Template Forms examine contract This agreement was primarily designed for residential landscape maintenance contracts, but can be used for small commercial contracts as well. It is designed to be simple, short, and to the point. Longer contracts will intimidate your customer and may cause last minute problems in closing the sale.

Contracts for Homeowner Associations and large commercial maintenance jobs can be much more involved and will be covered in another column.

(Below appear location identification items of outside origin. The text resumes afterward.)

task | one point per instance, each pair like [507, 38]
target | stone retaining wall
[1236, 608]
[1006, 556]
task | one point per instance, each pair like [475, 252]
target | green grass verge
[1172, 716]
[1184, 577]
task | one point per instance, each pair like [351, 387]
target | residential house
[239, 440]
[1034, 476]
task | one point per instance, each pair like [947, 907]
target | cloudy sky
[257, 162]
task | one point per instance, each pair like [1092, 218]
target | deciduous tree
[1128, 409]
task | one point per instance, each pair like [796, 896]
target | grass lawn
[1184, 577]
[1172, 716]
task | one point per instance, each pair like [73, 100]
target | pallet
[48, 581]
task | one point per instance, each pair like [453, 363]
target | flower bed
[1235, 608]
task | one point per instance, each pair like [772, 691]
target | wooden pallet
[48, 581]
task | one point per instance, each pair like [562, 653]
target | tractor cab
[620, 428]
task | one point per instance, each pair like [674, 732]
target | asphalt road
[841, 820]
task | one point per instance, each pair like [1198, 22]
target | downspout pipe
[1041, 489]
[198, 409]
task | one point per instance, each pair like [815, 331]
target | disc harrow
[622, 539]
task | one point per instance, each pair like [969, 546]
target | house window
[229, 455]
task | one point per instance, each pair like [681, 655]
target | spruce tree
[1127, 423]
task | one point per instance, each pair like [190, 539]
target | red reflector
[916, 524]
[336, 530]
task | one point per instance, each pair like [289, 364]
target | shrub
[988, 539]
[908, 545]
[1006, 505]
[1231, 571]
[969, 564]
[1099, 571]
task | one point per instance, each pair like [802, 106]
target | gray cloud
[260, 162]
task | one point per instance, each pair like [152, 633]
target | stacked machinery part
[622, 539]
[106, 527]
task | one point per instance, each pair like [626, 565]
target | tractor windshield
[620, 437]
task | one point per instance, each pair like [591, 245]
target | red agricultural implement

Important points in this contract:

  • Contract calls for a deposit. This amount should be equal to one month’s service. This covers your service in case your customer is late in paying their service bill. Never allow an account to exceed the period covered by the deposit. Suspend service at 30 days until the account is brought current.
  • Contract covers all work to be done and excludes any work not included in contract - be sure to fill this area out if there are questionable areas.
  • Late charge (service charge in contract) is assessed when customer is late with their payment. This is an important feature to ensure timely payments.